Inattendu
À trente-trois ans, on apprend à aimer ce qui rassure.
Ou on s’y oblige. Je ne sais pas.
Les hommes stables, les projets clairs, les familles normales.
Une projection qu’on s’impose presque, comme une évidence.
On apprend à ne plus pourchasser l’intensité.
Comme si ce n’était plus la priorité.
À ne plus confondre frisson et amour.
À préférer les fondations solides aux incendies spectaculaires.
Adrien cochait toutes les cases.
Calme.
Mesuré.
Précis.
Avec lui, tout semblait simple. Organisé. Prévisible.
Je me sentais en sécurité avec lui.
Cela faisait à peine six mois que nous étions ensemble et, lorsqu’il m’a proposé de rencontrer ses parents, j’ai accepté sans hésiter. C’était logique. Mature. Naturel.
Ce soir-là, il m’avait embrassée tendrement sur le front.
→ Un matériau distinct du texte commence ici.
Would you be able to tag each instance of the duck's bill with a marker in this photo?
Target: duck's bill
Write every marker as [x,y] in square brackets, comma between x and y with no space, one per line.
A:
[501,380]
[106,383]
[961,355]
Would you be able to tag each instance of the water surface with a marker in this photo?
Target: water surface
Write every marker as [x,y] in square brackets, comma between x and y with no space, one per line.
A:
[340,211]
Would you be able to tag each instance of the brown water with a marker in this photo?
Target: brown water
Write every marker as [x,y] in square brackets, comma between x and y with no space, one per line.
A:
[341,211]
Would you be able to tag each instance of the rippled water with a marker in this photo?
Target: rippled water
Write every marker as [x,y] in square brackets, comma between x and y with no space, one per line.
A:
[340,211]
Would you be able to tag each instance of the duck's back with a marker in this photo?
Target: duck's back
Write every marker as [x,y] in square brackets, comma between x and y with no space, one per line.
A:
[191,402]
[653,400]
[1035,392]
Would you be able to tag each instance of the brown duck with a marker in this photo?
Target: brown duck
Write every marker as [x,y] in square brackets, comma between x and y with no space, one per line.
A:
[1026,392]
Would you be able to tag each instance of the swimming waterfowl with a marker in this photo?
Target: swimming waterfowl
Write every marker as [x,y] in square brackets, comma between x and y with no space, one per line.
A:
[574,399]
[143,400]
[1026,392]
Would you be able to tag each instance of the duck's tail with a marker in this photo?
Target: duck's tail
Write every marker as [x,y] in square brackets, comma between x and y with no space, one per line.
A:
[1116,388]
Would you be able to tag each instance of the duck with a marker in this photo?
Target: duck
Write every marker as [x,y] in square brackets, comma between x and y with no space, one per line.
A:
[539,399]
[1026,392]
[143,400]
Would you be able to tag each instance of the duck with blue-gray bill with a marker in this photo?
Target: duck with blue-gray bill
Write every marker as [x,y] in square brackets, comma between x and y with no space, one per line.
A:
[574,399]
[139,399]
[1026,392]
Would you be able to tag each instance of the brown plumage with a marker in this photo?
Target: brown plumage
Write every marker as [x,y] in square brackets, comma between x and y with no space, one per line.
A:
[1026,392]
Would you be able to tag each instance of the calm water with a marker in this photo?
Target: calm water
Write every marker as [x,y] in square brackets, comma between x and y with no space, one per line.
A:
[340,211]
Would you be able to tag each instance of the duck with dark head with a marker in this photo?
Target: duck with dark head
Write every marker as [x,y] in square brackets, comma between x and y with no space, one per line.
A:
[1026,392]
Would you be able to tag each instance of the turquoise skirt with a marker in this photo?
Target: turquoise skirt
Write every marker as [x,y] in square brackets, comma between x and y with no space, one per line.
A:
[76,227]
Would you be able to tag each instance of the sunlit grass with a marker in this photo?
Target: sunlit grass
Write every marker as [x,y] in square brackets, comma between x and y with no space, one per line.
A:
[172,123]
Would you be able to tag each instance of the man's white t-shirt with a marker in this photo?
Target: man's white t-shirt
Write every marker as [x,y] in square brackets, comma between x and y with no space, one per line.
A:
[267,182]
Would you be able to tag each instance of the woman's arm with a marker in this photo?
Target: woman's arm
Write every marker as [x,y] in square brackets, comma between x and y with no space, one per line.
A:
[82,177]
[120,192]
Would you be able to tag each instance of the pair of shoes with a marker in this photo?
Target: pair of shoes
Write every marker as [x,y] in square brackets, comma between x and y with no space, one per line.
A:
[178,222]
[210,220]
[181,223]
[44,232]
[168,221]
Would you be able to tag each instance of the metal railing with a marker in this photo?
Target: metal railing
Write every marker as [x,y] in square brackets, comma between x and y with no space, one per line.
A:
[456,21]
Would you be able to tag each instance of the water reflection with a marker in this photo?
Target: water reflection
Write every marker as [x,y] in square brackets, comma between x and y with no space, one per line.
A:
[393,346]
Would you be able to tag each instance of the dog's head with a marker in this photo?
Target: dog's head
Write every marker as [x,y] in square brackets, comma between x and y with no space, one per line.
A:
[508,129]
— Je veux que tu fasses partie de ma vie, Ava.
Et, j’y avais cru.
La maison était exactement comme je l’imaginais : grande, lumineuse, impeccablement entretenue. Un jardin parfaitement taillé, des volets blancs… On devinait presque, depuis l’extérieur, l’odeur des plats mijotés.
Une maison qui respirait la stabilité.
Une maison dans laquelle rien ne débordait. Comme avec Adrien.
Sa mère m’embrassa comme si j’étais déjà adoptée. Son père me serra la main avec cette fermeté tranquille des hommes satisfaits de leur fils.
— Il ne nous présente pas souvent quelqu’un, dit sa mère avec un sourire complice. Nous sommes ravies de te rencontrer, Ava.
— Moi aussi, madame Connors.
La main d’Adrien se posa dans le creux de mon dos.
Protectrice.
Tout était fluide.
Quasiment trop.
Je m’apprêtais à m’asseoir quand un bruit déchira le calme du quartier.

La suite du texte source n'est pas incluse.